A Mr. Fearn had been the owner of the company before being taken over by Tube Investments Ltd when the works were in Sampson Road North, Sparkbrook, Birmingham. Following the takeover, the works were moved into the new TI Factory Complex in Rood End Road, Oldbury, along with other TI firms, such as PEL (tubular furniture) and Gowshalls (road signs). The complex was called Sampson, presumably from the Sparkbrook connection. It had its own canteen on the opposite side of the road.

The director at that time was Len Wilkinson, Jim Mumford the buyer, A. G. Cobley the cashier. Miss Bird (later Mrs Bradley) worked in the office together with Edna Enderbury. Nellie Gaunt was Mr. Wilkinson’s secretary. Jack Goff was Assistant Export Manager, but when Mrs Stanley left, Jack took his place as Export Manager. After Jim Mumford died, Peter Kendrick took his place as buyer - and I think he came from Raleigh Cycles.

Mr. Mountford and Mr. Phillips were foremen. Mr. Mountford had been Works Manager at Sparkbrook and was in charge of the building shop at Oldbury, and Mr. Philips the erecting shop.

There were four representatives for the whole country, including George Swann in the Midlands, George Fleming in London, and Mr.
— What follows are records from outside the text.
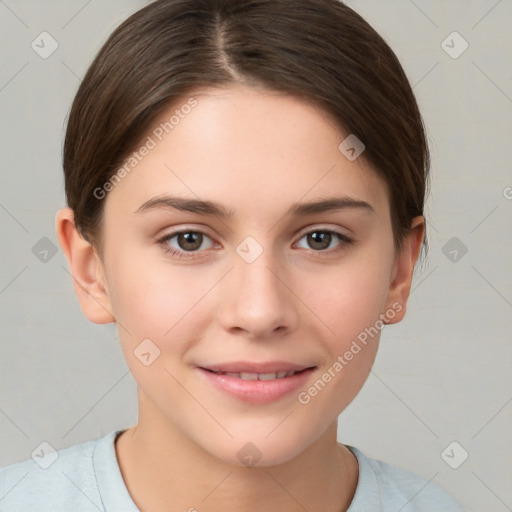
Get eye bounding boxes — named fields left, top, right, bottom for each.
left=295, top=229, right=352, bottom=254
left=158, top=230, right=216, bottom=258
left=157, top=227, right=353, bottom=260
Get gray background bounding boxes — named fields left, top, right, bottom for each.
left=1, top=1, right=511, bottom=510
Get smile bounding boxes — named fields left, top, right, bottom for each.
left=204, top=369, right=302, bottom=380
left=196, top=365, right=316, bottom=403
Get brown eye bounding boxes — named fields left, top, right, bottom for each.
left=158, top=230, right=215, bottom=258
left=307, top=231, right=334, bottom=251
left=296, top=230, right=352, bottom=252
left=176, top=232, right=203, bottom=251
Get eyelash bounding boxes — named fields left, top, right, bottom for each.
left=157, top=227, right=353, bottom=260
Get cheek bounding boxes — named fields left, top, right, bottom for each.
left=306, top=257, right=392, bottom=346
left=105, top=253, right=220, bottom=359
left=107, top=250, right=190, bottom=329
left=105, top=258, right=208, bottom=391
left=294, top=265, right=389, bottom=421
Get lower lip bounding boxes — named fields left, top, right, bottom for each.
left=196, top=367, right=315, bottom=404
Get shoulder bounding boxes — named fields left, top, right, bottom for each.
left=0, top=431, right=117, bottom=512
left=346, top=445, right=467, bottom=511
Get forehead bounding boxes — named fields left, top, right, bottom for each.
left=104, top=84, right=390, bottom=220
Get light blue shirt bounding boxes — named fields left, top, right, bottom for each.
left=0, top=429, right=466, bottom=511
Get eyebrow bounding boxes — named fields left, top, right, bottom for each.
left=134, top=194, right=374, bottom=217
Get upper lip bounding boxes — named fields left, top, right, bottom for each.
left=199, top=361, right=315, bottom=374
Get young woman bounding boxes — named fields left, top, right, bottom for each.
left=0, top=0, right=466, bottom=510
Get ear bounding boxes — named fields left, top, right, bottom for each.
left=383, top=216, right=425, bottom=324
left=55, top=208, right=115, bottom=324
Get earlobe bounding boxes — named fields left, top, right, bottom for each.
left=383, top=216, right=425, bottom=325
left=55, top=208, right=115, bottom=324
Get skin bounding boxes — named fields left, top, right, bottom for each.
left=56, top=83, right=425, bottom=512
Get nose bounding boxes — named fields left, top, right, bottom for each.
left=217, top=246, right=300, bottom=340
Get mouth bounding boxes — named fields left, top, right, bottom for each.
left=201, top=368, right=309, bottom=381
left=196, top=362, right=316, bottom=403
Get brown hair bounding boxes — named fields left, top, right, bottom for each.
left=63, top=0, right=430, bottom=258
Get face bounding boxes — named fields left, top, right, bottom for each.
left=92, top=84, right=406, bottom=466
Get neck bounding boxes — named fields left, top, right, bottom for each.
left=115, top=392, right=359, bottom=512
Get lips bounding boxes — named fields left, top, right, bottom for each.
left=203, top=369, right=302, bottom=381
left=196, top=361, right=316, bottom=403
left=199, top=361, right=314, bottom=377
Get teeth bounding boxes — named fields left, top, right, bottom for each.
left=215, top=370, right=299, bottom=380
left=240, top=372, right=259, bottom=380
left=258, top=373, right=277, bottom=381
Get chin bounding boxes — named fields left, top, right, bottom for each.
left=207, top=430, right=314, bottom=469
Waterman in the south-west.

From TI magazine, 1950s.

From TI magazine, 1950s.

Bicycles were exported to many countries. The largest buyers were the Rhodesia’s (now Zimbabwe and Zambia), India and the Federated Malay States (now Malaysia). Export orders were made up of 25 unassembled cycles in two cases. For some markets, such as the USA, they were shipped built up with the handlebars turned, the pedals reversed and packed in containers.

Armstrong’s also supplied bicycles to the RAF and the Post Office. These were the old-fashioned Roadsters with roller brakes and were transported in railway containers.

Bicycles produced for the home market were usually sports bikes with a special emphasis on the Moth and Caterpillar ranges. The framesets were made up of what was then the best tubing, Reynolds 531. Black frames were dipped, but colours and fluorescent colours were sprayed.

The end came about 1958 when sales dropped off, and TI moved the company to the Phillips factory in Downing Street, Smethwick.”

Advertisement, 1955.

Note:
In 1956, more than 1,250 workers lost their jobs at four cycle factories in the Tube Investments empire. The axe fell at Hercules Cycles and J A Phillips in Birmingham and at Walton and Brown in Smethwick and Armstrong Cycles in Oldbury. Deadlock with the unions over the reorganisation of working practice was blamed for the redundancies. Workers with between 10 and 15 years service would receive £1 for each completed year of service, those with between 15 and 20 years one guinea and those with more than 25 years £2 for each year.